Ele ouviu o baque seco de botas táticas no corredor externo. O som não era de uma ronda de rotina. Eram três homens, o ritmo de marcha era sincronizado, pesado, vindo da ala administrativa. Ele tentou forçar o comando de bypass de emergência para destravar a porta blindada, mas o cursor travou. O sistema central de segurança havia congelado os periféricos da sala. Elias estava preso em uma caixa de concreto e metal, enquanto o relógio no canto da tela indicava que faltavam exatos 08:24:12 para a purga definitiva do servidor.

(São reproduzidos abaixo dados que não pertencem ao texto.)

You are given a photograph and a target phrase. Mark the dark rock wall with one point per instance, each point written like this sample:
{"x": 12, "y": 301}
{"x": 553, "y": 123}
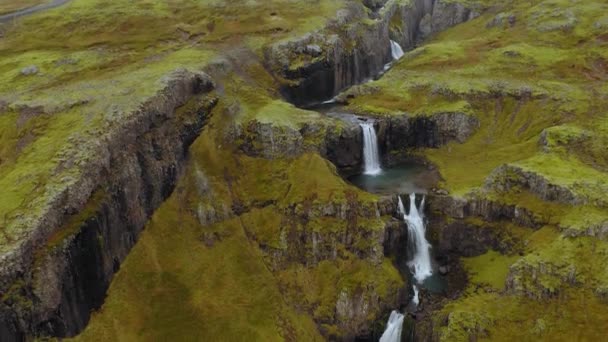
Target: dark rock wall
{"x": 68, "y": 280}
{"x": 317, "y": 67}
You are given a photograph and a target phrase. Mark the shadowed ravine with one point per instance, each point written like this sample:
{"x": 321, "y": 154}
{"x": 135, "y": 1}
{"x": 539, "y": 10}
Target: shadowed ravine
{"x": 424, "y": 170}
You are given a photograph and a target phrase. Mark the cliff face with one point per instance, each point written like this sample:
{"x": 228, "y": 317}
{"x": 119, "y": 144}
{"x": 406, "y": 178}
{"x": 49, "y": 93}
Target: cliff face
{"x": 61, "y": 272}
{"x": 59, "y": 277}
{"x": 356, "y": 46}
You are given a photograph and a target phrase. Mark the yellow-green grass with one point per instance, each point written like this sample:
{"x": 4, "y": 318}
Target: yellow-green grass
{"x": 9, "y": 6}
{"x": 172, "y": 286}
{"x": 98, "y": 62}
{"x": 489, "y": 269}
{"x": 184, "y": 279}
{"x": 575, "y": 316}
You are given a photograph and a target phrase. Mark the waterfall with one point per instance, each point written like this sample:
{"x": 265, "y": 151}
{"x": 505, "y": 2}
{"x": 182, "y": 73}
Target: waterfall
{"x": 396, "y": 50}
{"x": 371, "y": 156}
{"x": 393, "y": 328}
{"x": 420, "y": 264}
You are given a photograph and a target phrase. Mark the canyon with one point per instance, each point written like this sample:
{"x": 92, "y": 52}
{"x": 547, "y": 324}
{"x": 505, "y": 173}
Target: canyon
{"x": 193, "y": 184}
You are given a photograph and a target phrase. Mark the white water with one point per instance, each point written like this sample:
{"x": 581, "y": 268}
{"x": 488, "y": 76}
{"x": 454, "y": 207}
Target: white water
{"x": 418, "y": 245}
{"x": 371, "y": 156}
{"x": 396, "y": 50}
{"x": 393, "y": 328}
{"x": 416, "y": 299}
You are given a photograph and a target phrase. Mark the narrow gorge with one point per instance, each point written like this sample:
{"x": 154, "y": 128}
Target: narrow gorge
{"x": 358, "y": 170}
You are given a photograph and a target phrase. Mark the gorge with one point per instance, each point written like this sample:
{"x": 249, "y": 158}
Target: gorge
{"x": 210, "y": 172}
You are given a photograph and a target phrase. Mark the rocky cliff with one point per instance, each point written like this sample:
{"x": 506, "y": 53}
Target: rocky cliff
{"x": 61, "y": 273}
{"x": 356, "y": 46}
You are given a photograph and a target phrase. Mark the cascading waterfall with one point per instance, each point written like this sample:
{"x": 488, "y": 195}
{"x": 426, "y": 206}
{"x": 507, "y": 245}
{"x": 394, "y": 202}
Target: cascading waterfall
{"x": 393, "y": 328}
{"x": 396, "y": 50}
{"x": 415, "y": 299}
{"x": 418, "y": 245}
{"x": 371, "y": 156}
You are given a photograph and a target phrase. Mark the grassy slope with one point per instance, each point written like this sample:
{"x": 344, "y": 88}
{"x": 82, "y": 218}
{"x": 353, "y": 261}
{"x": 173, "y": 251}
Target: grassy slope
{"x": 548, "y": 72}
{"x": 172, "y": 284}
{"x": 98, "y": 62}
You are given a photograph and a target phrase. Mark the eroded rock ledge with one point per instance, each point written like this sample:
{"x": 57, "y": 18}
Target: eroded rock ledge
{"x": 62, "y": 270}
{"x": 356, "y": 45}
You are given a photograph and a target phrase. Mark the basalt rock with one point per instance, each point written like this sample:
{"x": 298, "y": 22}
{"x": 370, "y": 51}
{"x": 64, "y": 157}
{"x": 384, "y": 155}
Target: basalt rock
{"x": 361, "y": 49}
{"x": 508, "y": 177}
{"x": 62, "y": 271}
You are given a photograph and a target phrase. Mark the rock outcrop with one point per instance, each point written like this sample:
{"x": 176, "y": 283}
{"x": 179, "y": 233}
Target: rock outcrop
{"x": 58, "y": 275}
{"x": 356, "y": 45}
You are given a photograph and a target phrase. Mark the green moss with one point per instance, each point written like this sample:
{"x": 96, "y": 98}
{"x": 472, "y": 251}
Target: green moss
{"x": 490, "y": 269}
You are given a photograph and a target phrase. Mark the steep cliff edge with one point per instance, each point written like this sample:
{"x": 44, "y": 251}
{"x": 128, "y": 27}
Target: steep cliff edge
{"x": 355, "y": 47}
{"x": 61, "y": 272}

Com um golpe seco, ele usou a borda de uma estante metálica para forçar o painel da fechadura eletrônica. Fios expostos faiscaram, o cheiro de ozônio e poeira invadindo suas narinas. Ele conectou os terminais manualmente, ignorando o choque que lhe percorreu o braço. A porta cedeu com um estalo metálico. Ao sair, deu de cara com Ricardo, o segurança que ele conhecia desde que começara na auditoria. Ricardo bloqueava a única saída, a mão espalmada contra o coldre.
— Viana. Ordens da Dra. Helena. Você está fora do sistema, Elias. Não pode estar aqui — a voz de Ricardo era um murmúrio tenso, desprovido da cordialidade de anos anteriores. Ele não queria estar ali, mas o medo de perder o emprego, de ver sua família despejada em uma São Paulo que não perdoa, era mais forte do que a lealdade a um colega.
Elias não recuou. Ele sentiu o suor frio escorrer pelas costas, mas manteve a postura clínica que o definira por anos. Ele sabia que Ricardo tinha uma dívida de condomínio atrasada em seis meses; era um dado que ele vira no prontuário financeiro dos funcionários por puro acidente de auditoria.
— Ricardo, olhe para a sua tela. O que você está protegendo? — Elias deu um passo à frente, forçando o segurança a tencionar os ombros. — Eles não estão apenas limpando um prontuário. Estão movendo pacientes vivos como se fossem carga de contrabando. Se você me algemar agora, você não está mantendo a ordem. Você está assinando a sentença de pessoas que não podem se defender. E, quando a purga acontecer, você acha que eles vão se lembrar da sua lealdade ou do seu nome na folha de pagamentos?
Ricardo hesitou. O olhar do segurança oscilou entre o dever e a dúvida. Elias aproveitou a trégua de um segundo para desviar, empurrando a porta de serviço e mergulhando na escadaria de concreto. Ele não olhou para trás, mas ouviu o rádio de Ricardo chiando com ordens agressivas vindas da central.
Ele alcançou um posto de enfermagem desativado no terceiro andar. Seus dedos, trêmulos pelo cansaço e pela adrenalina, tamborilavam no teclado. 07:14:32 para a purga. Ele precisava cruzar os dados de GPS da frota terceirizada com o horário exato da remoção do paciente 402. O sistema tentou expulsá-lo, emitindo um alerta estridente. Ele forçou um bypass via protocolo de manutenção que ele mesmo instalara meses antes. A tela piscou, revelando o destino final: não era o necrotério municipal, mas uma clínica clandestina na periferia, um galpão industrial registrado como depósito de suprimentos médicos.
De repente, o terminal travou. O nome ELIAS VIANA surgiu em letras garrafais na tela, acompanhado de uma sirene silenciosa que iluminou o corredor com luzes estroboscópicas vermelhas. O sistema de segurança havia rastreado sua localização exata. Pelo interfone, a voz de Helena Sampaio ecoou, fria e precisa:
— Elias, a curiosidade custa caro. Você não é mais um auditor; você é um invasor. A equipe de contenção está a dois minutos de você.
Elias correu em direção à área de carga e descarga. Ele não tinha mais o pendrive, mas a verdade estava gravada em sua mente. Ele se infiltrou no compartimento de carga de uma van de suprimentos que partia para a periferia, o motor rugindo contra a chuva intensa de São Paulo. Ele era agora um fugitivo, carregando a prova de que o hospital não salvava vidas; ele as descartava.